Countries all have their own policies on food production, that won’t change, but it will take some work to optimize those based on science. The wealthiest political demographic in the US simultaneously demands high level of centralized government and regulations while only wanting wild fish. The restrictions are onerous.

The authors of the paper contend that the US will need to ease off on the restrictions to allow sustainable mariculture to grow. Countries like China, which will use any resource until it is exhausted to prop up their economy short term, would need to be pressured into having some guidelines.(4)

It makes sense to develop this industry. America feeds itself and much of the world using 2 percent of the population on relatively small amounts of land. Technology and science have boosted yields so well that we have 2,000,000 family farms, no need for factory farming. Right now fishing is done essentially the same as it was hundreds of years ago. Go to where fish might be and throw out nets. If the rest of the world adopted American agriculture, farmland equivalent to the country of India could revert to nature. If America or Europe shows similar leadership in mariculture we could do the same for fishing; less space and less environmental strain while the poorest could still have balanced diets.
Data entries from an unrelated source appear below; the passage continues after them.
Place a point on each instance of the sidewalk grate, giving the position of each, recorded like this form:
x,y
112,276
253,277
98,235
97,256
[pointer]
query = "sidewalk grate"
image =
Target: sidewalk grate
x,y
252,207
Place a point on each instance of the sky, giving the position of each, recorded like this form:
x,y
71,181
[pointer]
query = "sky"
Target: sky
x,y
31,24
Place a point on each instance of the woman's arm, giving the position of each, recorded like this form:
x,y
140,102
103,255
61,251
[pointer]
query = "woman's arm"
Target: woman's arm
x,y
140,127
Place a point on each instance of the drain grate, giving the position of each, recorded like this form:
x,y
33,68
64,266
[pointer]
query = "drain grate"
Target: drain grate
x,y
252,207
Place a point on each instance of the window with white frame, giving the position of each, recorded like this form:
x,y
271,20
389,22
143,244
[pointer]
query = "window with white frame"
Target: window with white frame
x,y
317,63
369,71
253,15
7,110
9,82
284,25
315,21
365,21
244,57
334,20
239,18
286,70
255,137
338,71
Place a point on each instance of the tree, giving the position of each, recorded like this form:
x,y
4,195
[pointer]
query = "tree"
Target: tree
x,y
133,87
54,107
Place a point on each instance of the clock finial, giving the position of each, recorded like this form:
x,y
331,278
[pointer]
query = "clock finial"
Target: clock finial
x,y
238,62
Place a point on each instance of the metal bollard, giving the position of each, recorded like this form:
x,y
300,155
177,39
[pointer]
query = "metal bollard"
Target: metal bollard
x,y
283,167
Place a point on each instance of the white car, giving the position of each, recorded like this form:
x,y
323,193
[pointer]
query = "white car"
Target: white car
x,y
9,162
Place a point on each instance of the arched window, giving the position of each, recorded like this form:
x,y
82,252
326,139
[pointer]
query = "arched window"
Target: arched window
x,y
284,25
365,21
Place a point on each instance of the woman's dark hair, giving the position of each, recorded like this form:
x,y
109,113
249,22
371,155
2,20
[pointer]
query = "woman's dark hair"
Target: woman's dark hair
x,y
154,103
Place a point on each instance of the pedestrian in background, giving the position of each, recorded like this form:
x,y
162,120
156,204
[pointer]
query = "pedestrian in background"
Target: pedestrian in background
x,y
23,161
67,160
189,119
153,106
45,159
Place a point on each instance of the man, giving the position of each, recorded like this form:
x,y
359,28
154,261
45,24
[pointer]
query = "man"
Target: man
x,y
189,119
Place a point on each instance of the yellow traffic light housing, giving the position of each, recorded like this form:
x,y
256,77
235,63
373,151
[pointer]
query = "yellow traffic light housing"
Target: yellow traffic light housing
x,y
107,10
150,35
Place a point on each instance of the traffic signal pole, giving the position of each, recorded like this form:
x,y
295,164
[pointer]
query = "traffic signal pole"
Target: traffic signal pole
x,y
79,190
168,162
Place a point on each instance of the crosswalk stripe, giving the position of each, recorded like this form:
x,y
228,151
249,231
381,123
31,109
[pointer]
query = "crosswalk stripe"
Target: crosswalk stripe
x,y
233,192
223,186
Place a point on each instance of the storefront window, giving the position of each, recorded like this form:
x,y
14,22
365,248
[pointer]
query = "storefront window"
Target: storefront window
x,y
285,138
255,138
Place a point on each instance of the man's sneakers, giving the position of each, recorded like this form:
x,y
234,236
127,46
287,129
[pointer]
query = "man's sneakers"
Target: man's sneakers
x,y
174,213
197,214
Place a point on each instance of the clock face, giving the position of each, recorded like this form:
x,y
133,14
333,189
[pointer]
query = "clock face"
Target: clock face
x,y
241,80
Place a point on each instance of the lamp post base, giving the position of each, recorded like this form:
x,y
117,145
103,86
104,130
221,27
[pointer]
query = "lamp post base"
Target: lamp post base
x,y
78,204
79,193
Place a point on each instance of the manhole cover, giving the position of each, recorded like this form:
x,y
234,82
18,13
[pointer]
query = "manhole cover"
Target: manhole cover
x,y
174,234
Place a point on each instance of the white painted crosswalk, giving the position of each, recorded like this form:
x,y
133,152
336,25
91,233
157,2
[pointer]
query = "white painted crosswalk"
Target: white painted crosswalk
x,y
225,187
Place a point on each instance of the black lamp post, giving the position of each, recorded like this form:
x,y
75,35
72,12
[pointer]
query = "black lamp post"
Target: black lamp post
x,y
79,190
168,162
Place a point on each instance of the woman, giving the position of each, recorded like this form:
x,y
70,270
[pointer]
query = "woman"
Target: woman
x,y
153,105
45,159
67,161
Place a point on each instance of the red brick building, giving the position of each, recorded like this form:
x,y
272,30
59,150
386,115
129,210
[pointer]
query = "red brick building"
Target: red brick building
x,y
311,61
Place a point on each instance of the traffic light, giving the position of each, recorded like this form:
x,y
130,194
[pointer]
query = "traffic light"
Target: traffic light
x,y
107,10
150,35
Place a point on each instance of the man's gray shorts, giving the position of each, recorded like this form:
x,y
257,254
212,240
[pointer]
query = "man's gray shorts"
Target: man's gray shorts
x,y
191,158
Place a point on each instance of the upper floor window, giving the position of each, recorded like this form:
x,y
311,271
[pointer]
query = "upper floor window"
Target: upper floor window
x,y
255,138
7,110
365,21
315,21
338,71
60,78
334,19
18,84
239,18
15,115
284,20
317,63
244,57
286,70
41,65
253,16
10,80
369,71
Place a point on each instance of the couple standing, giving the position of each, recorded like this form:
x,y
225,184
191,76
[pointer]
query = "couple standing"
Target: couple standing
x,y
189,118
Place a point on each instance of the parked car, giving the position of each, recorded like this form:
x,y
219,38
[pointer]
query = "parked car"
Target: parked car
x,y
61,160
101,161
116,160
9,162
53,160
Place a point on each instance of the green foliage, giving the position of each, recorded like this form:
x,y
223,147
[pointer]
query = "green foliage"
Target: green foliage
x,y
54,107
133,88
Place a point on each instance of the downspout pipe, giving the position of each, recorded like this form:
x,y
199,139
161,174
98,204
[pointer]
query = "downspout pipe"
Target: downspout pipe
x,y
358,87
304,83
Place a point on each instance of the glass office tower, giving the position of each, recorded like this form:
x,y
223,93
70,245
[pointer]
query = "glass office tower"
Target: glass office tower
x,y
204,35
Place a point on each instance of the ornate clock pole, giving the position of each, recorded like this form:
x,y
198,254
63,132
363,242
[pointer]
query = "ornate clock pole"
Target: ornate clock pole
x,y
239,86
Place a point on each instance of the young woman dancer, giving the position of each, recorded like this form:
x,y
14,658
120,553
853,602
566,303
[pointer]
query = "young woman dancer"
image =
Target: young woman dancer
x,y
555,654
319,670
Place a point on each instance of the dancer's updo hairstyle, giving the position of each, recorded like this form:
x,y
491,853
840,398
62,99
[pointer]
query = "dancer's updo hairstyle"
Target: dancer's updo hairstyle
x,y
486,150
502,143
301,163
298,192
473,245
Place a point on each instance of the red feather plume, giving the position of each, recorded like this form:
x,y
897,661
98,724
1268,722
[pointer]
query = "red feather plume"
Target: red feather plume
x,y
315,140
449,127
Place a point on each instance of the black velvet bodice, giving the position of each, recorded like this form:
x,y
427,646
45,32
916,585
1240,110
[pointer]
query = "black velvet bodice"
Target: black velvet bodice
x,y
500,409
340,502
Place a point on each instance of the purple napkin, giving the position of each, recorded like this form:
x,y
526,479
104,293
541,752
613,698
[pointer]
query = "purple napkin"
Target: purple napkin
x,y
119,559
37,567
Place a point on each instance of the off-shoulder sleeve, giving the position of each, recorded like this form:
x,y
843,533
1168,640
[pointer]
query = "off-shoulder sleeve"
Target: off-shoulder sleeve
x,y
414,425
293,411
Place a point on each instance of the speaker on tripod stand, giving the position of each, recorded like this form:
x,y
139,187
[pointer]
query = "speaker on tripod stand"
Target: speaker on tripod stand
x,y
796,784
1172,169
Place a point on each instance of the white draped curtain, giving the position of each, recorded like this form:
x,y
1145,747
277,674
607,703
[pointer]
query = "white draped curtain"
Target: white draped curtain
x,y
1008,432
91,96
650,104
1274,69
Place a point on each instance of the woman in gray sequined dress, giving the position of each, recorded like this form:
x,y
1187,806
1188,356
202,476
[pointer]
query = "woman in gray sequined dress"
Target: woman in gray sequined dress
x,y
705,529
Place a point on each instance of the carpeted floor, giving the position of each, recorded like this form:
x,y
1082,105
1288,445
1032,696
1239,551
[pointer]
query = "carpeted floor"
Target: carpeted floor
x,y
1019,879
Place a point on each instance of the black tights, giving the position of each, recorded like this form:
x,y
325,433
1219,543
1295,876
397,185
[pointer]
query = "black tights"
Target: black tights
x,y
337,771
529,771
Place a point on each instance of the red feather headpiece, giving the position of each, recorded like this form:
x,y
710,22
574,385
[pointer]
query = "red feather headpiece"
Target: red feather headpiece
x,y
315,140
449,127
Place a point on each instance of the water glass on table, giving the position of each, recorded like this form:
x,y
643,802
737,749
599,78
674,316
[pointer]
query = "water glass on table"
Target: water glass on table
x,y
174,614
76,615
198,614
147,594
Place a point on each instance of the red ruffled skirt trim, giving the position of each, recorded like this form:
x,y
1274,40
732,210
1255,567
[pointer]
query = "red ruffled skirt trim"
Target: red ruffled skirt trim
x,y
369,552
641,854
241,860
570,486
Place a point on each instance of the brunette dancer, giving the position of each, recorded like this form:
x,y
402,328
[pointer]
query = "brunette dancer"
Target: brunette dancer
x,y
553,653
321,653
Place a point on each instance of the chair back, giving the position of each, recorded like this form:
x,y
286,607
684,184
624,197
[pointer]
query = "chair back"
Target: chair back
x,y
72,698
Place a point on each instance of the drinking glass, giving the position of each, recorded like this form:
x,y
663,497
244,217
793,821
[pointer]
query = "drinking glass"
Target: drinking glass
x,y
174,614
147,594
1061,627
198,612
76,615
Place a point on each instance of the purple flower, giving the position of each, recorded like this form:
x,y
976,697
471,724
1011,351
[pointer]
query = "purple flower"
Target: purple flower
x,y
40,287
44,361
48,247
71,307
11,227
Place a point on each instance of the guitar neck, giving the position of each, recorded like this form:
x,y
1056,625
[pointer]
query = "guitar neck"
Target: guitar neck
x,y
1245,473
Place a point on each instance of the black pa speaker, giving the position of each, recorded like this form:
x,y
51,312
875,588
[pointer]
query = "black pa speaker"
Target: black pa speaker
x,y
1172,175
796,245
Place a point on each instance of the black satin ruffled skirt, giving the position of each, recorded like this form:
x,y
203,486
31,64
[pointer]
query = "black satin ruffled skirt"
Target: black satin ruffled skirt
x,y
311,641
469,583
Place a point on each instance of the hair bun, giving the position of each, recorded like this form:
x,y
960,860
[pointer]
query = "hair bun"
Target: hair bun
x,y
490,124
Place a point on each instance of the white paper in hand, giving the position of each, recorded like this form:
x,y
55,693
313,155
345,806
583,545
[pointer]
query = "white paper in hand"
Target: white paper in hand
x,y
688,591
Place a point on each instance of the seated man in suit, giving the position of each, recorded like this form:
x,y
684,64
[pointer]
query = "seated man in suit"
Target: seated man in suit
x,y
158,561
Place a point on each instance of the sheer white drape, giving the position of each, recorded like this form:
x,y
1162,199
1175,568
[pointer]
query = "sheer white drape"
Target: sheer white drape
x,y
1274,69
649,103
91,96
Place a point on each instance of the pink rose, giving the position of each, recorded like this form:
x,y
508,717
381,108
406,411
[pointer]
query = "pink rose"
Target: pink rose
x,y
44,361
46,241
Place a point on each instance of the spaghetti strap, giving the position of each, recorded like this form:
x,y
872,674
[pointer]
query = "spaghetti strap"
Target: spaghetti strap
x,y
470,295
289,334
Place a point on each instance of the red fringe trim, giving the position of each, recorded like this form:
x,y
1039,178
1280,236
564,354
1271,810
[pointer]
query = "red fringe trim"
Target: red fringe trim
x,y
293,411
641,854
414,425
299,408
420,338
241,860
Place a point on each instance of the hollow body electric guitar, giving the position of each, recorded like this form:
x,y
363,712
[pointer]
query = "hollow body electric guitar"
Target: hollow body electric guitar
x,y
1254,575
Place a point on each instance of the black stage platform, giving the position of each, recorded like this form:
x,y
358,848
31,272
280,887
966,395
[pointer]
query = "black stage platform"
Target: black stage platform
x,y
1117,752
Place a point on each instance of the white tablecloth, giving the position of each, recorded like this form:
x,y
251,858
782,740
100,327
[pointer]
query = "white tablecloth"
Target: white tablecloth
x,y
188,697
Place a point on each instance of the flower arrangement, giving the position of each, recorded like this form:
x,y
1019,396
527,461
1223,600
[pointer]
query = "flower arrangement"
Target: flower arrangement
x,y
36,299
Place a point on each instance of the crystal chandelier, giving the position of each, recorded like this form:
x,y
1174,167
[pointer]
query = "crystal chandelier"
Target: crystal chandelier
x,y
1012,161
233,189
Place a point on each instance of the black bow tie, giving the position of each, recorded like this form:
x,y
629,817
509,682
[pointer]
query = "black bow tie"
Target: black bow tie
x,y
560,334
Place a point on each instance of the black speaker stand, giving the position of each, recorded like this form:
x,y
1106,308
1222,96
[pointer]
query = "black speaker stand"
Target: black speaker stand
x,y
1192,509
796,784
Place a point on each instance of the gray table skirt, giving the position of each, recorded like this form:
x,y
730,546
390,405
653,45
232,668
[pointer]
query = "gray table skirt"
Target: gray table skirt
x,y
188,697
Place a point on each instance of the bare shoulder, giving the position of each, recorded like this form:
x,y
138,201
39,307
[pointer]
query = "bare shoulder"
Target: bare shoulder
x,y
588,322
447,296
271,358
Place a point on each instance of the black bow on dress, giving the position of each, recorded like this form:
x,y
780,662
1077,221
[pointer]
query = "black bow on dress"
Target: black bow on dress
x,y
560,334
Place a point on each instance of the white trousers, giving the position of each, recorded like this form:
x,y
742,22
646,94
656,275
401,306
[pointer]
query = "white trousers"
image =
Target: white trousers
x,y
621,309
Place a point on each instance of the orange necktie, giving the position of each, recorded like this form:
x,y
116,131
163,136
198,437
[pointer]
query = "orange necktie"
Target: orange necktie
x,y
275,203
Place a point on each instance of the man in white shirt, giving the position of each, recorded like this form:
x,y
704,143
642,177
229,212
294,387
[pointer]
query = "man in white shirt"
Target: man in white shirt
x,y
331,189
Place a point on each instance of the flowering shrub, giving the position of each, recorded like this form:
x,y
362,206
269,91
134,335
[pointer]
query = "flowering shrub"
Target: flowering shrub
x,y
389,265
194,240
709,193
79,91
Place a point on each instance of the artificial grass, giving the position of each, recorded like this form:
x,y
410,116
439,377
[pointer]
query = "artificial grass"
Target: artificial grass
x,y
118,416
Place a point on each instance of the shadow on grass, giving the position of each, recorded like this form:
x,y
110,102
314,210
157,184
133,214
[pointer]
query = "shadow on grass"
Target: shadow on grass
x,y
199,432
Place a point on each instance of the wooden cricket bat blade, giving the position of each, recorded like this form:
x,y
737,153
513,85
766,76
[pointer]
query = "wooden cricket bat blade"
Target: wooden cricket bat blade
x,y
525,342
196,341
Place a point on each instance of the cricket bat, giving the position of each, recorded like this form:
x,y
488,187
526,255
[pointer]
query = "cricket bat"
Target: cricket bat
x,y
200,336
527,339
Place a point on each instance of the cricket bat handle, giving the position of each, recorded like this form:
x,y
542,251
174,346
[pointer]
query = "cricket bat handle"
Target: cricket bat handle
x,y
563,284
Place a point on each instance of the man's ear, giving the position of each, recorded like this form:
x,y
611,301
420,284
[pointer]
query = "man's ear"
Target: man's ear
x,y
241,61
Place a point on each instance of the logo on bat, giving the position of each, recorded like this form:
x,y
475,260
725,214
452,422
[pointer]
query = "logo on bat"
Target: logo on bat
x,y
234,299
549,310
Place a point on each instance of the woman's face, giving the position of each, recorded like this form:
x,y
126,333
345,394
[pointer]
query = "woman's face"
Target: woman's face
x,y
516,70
Fisheries and coastal tourism would not be impacted, any more than Farmer’s Markets are impacted by affordable food in grocery stores. Everyone wins.

NOTES:

(1) Even then elites buy into organic mythology marketing like that some husband and wife are weeding by hand rather than using the same tractors plus older, less effective pesticides like copper sulfate.

(2) Africa is a prime example of where European colonialism remains alive; they create regulations that block Africa from the European market unless African farmers maintain legacy technologies that Europe wants and can use because they have a natural breadbasket of their own.

(3) Scaremongering food and energy while putting wholesome labels on their own food and energy has been good for Russian geopolitics, it meant Europe was neutered and Russia could walk through Ukraine unchallenged by NATO.

(4) Good luck. When President Obama tried to talk to China about their CO2 emissions, China told him to forget it, they were a ‘developing’ nation and exemption and staying that way, but the US was welcome to ask again in 2030. He was forced to try and spin that as a diplomatic win, claiming that China had never used any date before. We can expect the same when it comes to limiting their fishing.